For the past two years of our nursing schooling we have been required to take a class on community nursing. In our final year we participate in a clinical rotation in an area in our Saskatoon community. Each of us experienced various clinical settings, but would agree that none of them can compete with the experiences we have had here working in the Filipino community. After sitting through endless hours of classes where we were lectured on community and related theories we saw and experienced firsthand data in action.

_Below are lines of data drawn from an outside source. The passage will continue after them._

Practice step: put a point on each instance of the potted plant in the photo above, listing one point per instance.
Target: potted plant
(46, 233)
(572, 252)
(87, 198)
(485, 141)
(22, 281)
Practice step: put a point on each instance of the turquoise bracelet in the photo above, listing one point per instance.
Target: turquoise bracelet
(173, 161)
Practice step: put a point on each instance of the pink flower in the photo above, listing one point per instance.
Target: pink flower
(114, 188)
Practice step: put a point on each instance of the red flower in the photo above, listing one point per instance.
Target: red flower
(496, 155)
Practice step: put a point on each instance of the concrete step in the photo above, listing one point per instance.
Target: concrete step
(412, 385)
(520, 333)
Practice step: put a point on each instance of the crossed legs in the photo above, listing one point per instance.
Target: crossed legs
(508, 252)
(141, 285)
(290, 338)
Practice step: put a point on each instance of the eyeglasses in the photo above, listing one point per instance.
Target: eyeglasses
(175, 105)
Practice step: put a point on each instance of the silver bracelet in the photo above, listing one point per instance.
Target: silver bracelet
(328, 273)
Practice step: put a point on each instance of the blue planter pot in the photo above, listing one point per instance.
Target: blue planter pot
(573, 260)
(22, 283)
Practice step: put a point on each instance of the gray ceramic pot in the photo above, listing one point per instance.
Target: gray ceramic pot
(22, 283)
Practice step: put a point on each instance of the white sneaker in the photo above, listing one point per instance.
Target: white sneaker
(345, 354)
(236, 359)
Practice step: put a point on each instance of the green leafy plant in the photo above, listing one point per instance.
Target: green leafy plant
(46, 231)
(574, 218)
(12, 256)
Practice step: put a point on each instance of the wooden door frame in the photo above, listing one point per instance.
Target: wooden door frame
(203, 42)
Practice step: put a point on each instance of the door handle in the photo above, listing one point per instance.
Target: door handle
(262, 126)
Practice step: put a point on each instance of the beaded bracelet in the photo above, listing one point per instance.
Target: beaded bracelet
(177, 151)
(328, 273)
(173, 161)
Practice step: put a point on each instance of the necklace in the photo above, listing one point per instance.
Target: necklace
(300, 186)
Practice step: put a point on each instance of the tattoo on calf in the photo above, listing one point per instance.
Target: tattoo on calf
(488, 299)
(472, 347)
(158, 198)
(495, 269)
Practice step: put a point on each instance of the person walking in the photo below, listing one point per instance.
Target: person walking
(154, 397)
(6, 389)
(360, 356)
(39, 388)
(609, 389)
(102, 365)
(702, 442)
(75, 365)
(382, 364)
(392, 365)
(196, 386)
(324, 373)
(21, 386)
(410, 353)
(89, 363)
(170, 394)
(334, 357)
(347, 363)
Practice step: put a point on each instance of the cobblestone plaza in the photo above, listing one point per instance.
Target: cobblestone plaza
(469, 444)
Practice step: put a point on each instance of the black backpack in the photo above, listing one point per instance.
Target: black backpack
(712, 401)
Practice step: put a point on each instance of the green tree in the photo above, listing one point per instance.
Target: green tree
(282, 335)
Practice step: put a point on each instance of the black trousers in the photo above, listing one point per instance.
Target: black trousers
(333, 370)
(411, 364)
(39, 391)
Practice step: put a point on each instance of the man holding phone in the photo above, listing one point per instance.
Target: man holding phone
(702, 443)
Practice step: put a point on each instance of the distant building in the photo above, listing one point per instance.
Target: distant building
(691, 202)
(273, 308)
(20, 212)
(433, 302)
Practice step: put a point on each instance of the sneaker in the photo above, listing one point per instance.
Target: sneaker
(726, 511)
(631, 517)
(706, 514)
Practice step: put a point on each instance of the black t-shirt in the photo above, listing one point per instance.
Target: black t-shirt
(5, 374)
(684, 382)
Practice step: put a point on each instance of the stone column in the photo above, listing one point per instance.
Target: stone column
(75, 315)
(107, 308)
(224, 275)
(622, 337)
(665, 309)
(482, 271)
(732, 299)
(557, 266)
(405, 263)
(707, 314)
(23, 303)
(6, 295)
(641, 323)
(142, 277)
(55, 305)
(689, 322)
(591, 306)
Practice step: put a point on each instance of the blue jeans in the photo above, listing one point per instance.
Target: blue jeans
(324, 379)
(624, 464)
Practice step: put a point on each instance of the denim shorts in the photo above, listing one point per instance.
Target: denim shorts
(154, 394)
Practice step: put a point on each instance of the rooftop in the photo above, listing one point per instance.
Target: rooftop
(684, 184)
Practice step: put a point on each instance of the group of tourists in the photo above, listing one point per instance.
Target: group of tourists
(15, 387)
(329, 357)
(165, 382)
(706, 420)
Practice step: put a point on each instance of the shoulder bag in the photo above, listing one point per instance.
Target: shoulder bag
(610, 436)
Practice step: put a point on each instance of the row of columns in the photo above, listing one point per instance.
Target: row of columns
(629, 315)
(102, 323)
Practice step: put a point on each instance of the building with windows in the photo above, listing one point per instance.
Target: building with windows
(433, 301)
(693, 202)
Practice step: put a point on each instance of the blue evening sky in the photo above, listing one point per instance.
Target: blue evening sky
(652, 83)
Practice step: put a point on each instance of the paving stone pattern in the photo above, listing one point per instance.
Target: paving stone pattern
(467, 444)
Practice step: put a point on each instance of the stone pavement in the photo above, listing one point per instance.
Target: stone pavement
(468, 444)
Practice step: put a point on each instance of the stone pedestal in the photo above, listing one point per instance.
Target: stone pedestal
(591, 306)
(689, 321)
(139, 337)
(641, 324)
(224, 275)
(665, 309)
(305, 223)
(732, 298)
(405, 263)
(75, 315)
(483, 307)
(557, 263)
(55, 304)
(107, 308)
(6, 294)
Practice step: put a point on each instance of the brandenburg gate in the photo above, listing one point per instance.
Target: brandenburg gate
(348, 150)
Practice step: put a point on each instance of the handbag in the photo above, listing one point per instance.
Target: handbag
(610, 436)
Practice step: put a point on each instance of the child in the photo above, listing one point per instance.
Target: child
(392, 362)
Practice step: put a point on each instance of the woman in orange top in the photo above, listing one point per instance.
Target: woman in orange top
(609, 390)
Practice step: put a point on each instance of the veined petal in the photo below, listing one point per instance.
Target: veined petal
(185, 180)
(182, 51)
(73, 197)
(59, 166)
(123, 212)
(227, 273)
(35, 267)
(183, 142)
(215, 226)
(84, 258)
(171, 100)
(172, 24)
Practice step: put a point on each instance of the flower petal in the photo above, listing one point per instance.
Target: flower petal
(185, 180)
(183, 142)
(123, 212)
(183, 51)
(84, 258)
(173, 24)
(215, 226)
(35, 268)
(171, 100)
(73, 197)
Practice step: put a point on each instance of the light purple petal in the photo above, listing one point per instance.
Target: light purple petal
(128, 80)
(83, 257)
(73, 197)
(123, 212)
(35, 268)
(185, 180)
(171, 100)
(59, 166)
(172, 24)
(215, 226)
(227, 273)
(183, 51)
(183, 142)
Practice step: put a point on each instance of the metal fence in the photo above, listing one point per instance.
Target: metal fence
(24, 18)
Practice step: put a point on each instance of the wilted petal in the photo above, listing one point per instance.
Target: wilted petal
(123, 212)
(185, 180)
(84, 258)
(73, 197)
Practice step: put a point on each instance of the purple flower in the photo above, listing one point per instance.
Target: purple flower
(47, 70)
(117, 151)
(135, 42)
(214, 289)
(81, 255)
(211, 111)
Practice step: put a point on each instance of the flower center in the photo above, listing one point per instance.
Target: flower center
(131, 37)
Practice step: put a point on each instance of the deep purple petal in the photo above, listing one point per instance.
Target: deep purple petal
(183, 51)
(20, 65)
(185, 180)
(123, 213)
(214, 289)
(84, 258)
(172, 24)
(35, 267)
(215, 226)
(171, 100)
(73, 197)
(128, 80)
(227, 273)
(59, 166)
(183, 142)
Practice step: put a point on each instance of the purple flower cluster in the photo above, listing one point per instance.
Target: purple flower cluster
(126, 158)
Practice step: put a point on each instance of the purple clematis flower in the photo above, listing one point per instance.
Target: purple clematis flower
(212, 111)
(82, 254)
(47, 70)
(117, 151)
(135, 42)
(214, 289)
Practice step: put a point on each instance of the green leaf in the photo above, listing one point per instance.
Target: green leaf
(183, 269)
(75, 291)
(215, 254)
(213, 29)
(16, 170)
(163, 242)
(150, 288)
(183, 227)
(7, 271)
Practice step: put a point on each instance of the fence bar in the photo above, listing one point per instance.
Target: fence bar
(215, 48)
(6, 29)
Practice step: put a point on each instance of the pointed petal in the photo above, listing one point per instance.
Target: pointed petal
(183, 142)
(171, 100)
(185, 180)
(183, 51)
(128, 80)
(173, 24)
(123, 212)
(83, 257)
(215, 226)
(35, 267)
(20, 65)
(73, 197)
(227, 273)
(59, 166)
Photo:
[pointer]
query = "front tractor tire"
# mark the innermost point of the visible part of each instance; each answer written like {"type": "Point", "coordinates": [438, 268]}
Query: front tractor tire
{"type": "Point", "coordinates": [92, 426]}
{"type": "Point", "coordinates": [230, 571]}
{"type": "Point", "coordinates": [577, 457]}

Community health nursing is defined as a nurse who works in the community where people live, work, learn, meet, and play in order to promote health (NEPS 427 Notes). Once this was just a definition to us, but now it has become a way of nursing. For the past four weeks we spent every day in the community working in various roles and capacities. When we were in Iloilo we hiked to our adopted community through very muddy rice paddies and endured the suns extreme heat. It was new for us to actually leave the hospital or health center and see people in their homes. For each of us we learned that in order for health to improve with individuals/families we need to go directly to the people. The people of this community would not normally seek medical help, because it is too far to travel thus their current health status is poor. Even with our visit only 3 times a week, the health of the community has seen improvement. People opened their homes to us and were interested in what we had to offer in terms of health teaching and physical assessment. It was an incredible experience to participate in community nursing at the very core of what it was intended to be. In Canada we would never have had this opportunity to learn and for the reality of bringing health care to the people became so real. It has forever changed the way we view community nursing and the phrase “health care for all”. We believe that bringing health to the people where they live is essential in seeing long term medication compliance and positive health outcomes.
We also learned and applied the nursing process for community nursing, which consists of:
It is one thing to learn about this process in class and memorize it for an exam, but it is even more worthwhile when we use it. We applied these important steps with our adopted community in Antipolo in the Barangy of Inarawan. Here the process became real for each one of us and we gained a greater understanding of how to use it and why it is important.
The Process in Action:
a) On our first day of assessment we walked through the community and did an ocular survey. This means we noted the type of people who lived there, the living conditions, environmental hazards, and other important factors what would affect our plan of action. We then did home visits which means going into homes where people live and interviewed them using an assessment sheet we were given. Here we looked at the number of people who lived in the home, their education status, age, and health problems. We looked at the living conditions, income, community involvement, and other relevant information. In total we interviewed 10 families.
b) We then used the information from the assessment and looked for common themes. This is the basis we used to figure out what was our health care focus. From our data we concluded that high blood pressure, or hypertension was the main issue we needed to address. We took this topic and created a program for the members of the community that we would present to later in the week. Our program consisted of: a registration table where blood pressure was taken, heart healthy exercises to get people moving, a pamphlet (we made in English and was translated to Tagalog) for further reading to take home with them, verbal teaching of the information in the pamphlet, and education about proper meal planning. We concluded with some fun, dancing with us Canadian students (taught them a line dance), laughing yoga for stress relief, and a healthy culturally appropriate snack.
c) We met the leaders of the community and asked their permission to run the program at the main “covered court”. We were granted permission and thus implemented the program. In total we had forty people attend the session.
d) Due to the lack of time in this area we were unable to go back and evaluate the effectiveness of our program. We did leave our information we gathered on the community with the students so they can do some follow up with the residents later.
Overall it was a very fun and worthwhile experience. It is one thing to learn about the community development process in class, but it is another thing to go out and apply our skills that can raise awareness and better the health of those we encounter.
Side Note: Hypertension and strokes are very common here as the poor high salt diet and lack of exercise are a precursor for these conditions. In the hospital they are some of the main issues. Many people dies from both.
Lerissa and Sharaya holding the invitation posters for our Hypertension program
Lerissa and Brooke walking through the community during our ocular survey for the community assessment.
The Posters we created and used to teach the members of the community.